Saturday's Silence

R. S. Thomas and Paschal Reading

Author(s) Richard McLauchlan

Language: English

Genre(s): Literary Criticism

Series: Writing Wales in English

  • November 2016 · 240 pages ·216x138mm

  • · Hardback - 9781783169207
  • · eBook - pdf - 9781783169214
  • · eBook - epub - 9781783169221

About The Book

R. S. Thomas is recognised globally as one of the major poets of the twentieth century. Such detailed attention as has been paid to the religious dimensions of his work has, however, largely limited itself to such matters as his obsession with the ‘absent God’, his appalled fascination with the mixed cruelty and wonder of a divinely created world, his interest in the world-view of the ‘new physics’, and his increasingly heterodox stance on spiritual matters. What has been largely neglected is his central indebtedness to key features of the ‘classic’ Christian tradition.

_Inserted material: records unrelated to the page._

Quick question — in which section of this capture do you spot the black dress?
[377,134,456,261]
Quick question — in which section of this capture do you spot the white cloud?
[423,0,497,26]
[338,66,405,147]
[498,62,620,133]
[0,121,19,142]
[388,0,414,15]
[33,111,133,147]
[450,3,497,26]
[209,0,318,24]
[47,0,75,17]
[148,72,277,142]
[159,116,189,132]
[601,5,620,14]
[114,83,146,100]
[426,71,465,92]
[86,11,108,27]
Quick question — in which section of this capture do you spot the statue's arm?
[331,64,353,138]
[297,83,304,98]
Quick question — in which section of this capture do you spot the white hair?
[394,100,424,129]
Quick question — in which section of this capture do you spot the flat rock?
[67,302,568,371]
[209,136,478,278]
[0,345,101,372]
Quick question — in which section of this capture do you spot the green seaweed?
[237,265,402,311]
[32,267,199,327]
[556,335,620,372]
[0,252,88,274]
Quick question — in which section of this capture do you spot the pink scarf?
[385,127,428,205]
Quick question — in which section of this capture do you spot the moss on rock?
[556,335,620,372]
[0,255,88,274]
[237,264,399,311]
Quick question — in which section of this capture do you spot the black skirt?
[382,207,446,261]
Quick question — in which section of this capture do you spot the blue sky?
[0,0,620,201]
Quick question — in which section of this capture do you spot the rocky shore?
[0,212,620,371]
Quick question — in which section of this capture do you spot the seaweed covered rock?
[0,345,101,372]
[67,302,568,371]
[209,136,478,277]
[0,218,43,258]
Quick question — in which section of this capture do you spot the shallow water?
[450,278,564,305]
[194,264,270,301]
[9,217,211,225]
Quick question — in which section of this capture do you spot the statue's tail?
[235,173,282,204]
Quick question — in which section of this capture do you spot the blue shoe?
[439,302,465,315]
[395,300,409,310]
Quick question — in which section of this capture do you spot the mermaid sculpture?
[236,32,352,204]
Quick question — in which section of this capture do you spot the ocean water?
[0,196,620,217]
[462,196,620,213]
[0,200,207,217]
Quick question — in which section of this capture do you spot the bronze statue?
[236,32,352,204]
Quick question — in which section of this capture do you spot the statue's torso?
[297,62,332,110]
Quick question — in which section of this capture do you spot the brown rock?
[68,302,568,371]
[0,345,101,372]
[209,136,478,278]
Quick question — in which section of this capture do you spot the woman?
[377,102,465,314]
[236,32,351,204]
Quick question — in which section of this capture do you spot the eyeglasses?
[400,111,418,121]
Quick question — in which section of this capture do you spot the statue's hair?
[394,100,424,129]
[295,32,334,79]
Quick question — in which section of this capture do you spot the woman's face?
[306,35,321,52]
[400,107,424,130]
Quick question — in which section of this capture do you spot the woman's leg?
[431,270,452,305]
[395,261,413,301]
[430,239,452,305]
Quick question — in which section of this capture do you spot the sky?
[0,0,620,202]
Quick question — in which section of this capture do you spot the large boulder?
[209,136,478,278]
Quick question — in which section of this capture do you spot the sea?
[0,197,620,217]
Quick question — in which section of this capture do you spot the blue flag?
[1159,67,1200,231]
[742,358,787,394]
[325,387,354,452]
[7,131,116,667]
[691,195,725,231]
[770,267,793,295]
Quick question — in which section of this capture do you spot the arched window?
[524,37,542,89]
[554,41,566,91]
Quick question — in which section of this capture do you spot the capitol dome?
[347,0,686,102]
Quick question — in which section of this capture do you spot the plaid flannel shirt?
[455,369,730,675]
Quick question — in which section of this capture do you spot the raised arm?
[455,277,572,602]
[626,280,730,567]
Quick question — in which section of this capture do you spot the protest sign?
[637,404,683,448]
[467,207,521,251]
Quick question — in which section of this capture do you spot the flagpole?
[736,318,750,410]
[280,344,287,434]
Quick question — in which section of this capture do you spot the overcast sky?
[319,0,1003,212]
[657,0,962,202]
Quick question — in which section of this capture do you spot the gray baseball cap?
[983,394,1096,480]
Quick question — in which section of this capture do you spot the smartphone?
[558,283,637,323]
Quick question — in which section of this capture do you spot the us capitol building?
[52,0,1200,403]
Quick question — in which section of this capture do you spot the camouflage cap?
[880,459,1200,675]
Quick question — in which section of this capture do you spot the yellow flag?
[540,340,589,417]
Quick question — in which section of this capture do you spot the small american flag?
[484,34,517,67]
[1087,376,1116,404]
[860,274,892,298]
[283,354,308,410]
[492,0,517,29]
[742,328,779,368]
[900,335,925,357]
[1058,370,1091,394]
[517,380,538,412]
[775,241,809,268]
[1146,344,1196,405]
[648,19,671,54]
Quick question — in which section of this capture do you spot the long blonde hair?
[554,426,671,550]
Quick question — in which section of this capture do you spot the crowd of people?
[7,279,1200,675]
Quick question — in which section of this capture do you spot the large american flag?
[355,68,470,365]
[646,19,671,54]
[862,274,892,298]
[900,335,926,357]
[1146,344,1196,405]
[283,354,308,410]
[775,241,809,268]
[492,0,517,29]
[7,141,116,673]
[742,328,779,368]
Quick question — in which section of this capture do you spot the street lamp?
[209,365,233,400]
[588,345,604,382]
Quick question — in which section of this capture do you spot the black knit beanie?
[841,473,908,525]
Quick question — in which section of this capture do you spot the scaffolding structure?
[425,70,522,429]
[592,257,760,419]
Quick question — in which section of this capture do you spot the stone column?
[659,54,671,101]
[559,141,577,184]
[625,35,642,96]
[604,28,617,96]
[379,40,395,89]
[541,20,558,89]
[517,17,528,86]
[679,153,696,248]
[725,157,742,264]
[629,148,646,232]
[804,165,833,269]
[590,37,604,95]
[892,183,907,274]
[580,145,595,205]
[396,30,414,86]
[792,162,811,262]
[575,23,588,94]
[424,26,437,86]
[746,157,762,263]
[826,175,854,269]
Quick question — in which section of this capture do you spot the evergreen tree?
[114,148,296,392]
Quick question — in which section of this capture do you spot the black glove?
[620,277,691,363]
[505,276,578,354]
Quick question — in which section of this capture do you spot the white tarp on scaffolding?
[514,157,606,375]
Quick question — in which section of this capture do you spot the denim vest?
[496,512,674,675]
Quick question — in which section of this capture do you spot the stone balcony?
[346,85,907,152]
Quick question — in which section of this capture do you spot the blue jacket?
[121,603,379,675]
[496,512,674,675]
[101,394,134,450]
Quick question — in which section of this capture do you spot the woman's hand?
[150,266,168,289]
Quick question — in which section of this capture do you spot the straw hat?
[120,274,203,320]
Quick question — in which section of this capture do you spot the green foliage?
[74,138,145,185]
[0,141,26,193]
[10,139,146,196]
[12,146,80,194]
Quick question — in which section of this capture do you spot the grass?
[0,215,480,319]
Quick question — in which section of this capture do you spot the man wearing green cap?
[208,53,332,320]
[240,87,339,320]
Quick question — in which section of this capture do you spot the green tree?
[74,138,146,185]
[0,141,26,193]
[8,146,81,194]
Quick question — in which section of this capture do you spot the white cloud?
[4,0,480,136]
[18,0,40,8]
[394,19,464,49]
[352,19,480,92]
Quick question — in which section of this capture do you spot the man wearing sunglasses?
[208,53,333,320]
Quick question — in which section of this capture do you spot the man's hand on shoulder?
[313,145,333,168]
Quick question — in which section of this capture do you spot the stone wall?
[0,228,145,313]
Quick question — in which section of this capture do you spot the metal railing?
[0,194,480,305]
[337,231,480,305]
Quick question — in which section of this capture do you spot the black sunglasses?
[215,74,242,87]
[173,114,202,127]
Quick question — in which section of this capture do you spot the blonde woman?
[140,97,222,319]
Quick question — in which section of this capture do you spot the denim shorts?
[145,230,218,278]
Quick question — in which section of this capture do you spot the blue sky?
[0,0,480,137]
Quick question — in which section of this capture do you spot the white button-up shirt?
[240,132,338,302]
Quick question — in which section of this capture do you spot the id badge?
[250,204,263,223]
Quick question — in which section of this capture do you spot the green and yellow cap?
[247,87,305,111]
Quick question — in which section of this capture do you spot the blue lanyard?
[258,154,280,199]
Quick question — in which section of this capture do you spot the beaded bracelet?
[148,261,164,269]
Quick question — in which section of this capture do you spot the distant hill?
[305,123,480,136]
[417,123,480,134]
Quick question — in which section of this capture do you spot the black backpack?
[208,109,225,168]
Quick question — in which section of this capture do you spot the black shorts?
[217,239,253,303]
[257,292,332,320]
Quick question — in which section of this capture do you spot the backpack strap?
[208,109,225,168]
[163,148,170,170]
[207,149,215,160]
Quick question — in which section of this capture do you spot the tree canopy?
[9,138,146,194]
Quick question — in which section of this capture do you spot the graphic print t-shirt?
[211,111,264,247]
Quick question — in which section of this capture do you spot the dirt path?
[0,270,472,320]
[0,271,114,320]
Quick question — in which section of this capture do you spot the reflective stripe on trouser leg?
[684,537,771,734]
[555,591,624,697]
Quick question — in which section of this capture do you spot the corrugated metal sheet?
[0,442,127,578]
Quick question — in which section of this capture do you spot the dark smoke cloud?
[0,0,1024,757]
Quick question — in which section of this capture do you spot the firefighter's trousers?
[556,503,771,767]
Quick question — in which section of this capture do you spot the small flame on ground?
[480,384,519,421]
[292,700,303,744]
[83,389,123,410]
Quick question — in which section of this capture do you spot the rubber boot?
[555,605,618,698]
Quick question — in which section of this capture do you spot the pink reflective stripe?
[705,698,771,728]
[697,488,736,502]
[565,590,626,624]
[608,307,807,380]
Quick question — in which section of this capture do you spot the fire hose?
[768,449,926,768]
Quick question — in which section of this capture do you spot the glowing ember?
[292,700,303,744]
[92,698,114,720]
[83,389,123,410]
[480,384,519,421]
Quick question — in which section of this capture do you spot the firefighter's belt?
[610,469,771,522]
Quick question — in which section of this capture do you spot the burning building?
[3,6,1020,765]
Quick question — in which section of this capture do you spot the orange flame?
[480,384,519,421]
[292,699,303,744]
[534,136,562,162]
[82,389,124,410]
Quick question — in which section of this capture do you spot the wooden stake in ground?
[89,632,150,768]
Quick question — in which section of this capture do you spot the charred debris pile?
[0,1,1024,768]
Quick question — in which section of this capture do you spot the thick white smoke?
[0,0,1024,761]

This book concentrates on one powerful and compelling example of this, reading Thomas’s great body of religious work in the light of the three days that form the centre of the Gospel narrative; the days which tell of the death, entombment and resurrection of Christ.

Endorsements

‘R. S. Thomas’s terse and condensed poetic voice is inflected more than some readers realise by a deep hinterland of theological and philosophical reflection. This creative new reading of his poetry locates him very specifically in what is not only a theological but a liturgical place, the intense but fertile darkness of the day between Good Friday and Easter – ‘a descent into hell’ that is also a retrieval and transformation of the experiences of loss, protest and failure. This is a subtle, careful and persuasive interpretation of one of our major modern poets.’

About the Author(s)

Author(s): Richard McLauchlan

Richard McLauchlan is a freelance researcher and writer. He also runs Light Up Learning, an educational charity based in Edinburgh.